Dans la politique ukrainienne — un nouvel épisode retentissant. Le Bureau national de lutte contre la corruption et le Parquet spécialisé anti-corruption ont annoncé avoir porté des soupçons à l’encontre du leader d’un des groupes parlementaires d’Ukraine — Ioulia Timochenko. Il s’agit d’un possible achat de votes de députés lors du vote sur des projets de loi.
Selon la version de l’enquête, présentée par le Bureau national de lutte contre la corruption d’Ukraine et le Parquet spécialisé anti-corruption, Timochenko aurait pu proposer et assurer des paiements aux députés d’autres factions en échange de leur soutien dans la salle de session. Ces actions sont qualifiées selon la partie 4 de l’article 369 du Code pénal d’Ukraine — offre d’avantages indus à des fonctionnaires.
Dans le cadre de l’enquête, les forces de l’ordre ont mené des perquisitions de plusieurs heures au siège central du parti Batkivchtchina à Kiev. Selon des sources, les actions d’enquête ont duré toute la nuit et visaient à vérifier un éventuel schéma auquel auraient pu participer à la fois des députés individuels et des employés de l’appareil du parti.
Timochenko elle-même a rejeté les accusations. Dans des déclarations publiques, elle a qualifié ce qui se passe de pression politiquement motivée et a affirmé que les perquisitions se déroulaient en violation des procédures. Selon elle, les forces de l’ordre n’auraient pas fourni les documents appropriés et auraient saisi les biens des employés sans présenter de preuves directes.
Les organes anti-corruption, de leur côté, ont signalé la présence de fragments audio qui, selon eux, enregistrent la discussion d’un possible achat de votes. Ces matériaux ont été partiellement rendus publics, mais l’évaluation juridique finale sera donnée au cours des actions procédurales ultérieures. En cas de confirmation des accusations, les sanctions pourraient prévoir jusqu’à dix ans de privation de liberté avec confiscation des biens.
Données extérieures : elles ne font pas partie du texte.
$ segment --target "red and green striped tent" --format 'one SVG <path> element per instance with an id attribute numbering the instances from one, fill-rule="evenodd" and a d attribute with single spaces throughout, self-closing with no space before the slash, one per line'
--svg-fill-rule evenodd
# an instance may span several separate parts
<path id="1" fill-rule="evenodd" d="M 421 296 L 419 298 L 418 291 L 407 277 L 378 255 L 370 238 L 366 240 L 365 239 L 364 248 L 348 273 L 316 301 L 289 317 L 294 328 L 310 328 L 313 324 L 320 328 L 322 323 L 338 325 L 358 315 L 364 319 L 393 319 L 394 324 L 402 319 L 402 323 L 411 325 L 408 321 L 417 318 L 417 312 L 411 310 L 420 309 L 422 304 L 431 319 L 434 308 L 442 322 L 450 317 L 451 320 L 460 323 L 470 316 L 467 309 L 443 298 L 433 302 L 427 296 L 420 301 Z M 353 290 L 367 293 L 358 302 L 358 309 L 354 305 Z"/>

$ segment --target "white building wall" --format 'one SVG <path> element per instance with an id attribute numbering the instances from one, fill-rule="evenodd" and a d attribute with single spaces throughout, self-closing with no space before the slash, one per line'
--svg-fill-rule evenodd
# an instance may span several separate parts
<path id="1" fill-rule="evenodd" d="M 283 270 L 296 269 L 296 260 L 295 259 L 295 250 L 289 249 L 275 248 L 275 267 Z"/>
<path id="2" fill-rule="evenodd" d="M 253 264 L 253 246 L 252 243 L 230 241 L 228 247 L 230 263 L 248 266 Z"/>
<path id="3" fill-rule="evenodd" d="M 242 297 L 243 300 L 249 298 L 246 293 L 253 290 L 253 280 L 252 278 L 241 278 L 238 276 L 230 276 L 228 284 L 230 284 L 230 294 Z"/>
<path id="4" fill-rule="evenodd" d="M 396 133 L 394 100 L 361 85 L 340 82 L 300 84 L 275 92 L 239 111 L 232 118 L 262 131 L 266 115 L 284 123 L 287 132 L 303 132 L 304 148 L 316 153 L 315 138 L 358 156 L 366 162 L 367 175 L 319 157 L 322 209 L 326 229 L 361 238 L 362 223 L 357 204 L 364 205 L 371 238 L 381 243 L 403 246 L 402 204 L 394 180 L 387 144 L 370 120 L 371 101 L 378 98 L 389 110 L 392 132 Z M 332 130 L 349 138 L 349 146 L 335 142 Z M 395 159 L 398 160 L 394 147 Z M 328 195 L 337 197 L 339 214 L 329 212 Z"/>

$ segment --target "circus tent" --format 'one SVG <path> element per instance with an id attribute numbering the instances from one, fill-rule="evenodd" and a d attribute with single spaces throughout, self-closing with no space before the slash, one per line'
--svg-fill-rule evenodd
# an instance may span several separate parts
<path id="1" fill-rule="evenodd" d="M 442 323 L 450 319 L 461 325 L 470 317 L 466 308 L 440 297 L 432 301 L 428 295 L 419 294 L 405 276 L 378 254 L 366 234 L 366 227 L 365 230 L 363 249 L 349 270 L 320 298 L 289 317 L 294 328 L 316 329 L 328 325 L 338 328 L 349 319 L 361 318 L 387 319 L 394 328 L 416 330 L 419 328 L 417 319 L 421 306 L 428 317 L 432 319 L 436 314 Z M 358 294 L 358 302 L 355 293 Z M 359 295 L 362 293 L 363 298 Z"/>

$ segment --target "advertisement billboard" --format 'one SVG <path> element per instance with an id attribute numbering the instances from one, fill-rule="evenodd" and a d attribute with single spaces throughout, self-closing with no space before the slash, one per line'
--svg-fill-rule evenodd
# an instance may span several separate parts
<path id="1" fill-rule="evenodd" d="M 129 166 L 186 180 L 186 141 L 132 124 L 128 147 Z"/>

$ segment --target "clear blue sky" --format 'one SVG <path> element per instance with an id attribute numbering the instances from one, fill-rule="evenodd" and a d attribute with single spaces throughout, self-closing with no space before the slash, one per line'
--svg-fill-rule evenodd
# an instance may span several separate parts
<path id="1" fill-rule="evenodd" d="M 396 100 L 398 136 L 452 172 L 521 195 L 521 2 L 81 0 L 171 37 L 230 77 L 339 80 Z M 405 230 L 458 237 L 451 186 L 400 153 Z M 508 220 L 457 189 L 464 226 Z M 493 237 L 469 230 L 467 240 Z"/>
L’histoire a rapidement dépassé le cadre de la procédure pénale et est devenue une partie d’une large discussion politique. La lutte contre la corruption reste l’un des sujets les plus sensibles pour la société ukrainienne, et toute affaire contre des figures de cette envergure est inévitablement considérée dans le contexte de la concurrence politique interne, surtout à l’approche des cycles électoraux.
Tandis que l’enquête se poursuit, la situation autour de Timochenko reste un indicateur de la mesure dans laquelle les structures anti-corruption sont prêtes à aller dans les affaires contre les représentants de l’establishment politique. Les développements sont suivis de près tant en Ukraine qu’au-delà de ses frontières, y compris par les lecteurs de НАновости — Nouvelles d’Israël | Nikk.Agency, pour qui la politique ukrainienne est depuis longtemps devenue une partie d’un contexte régional plus large.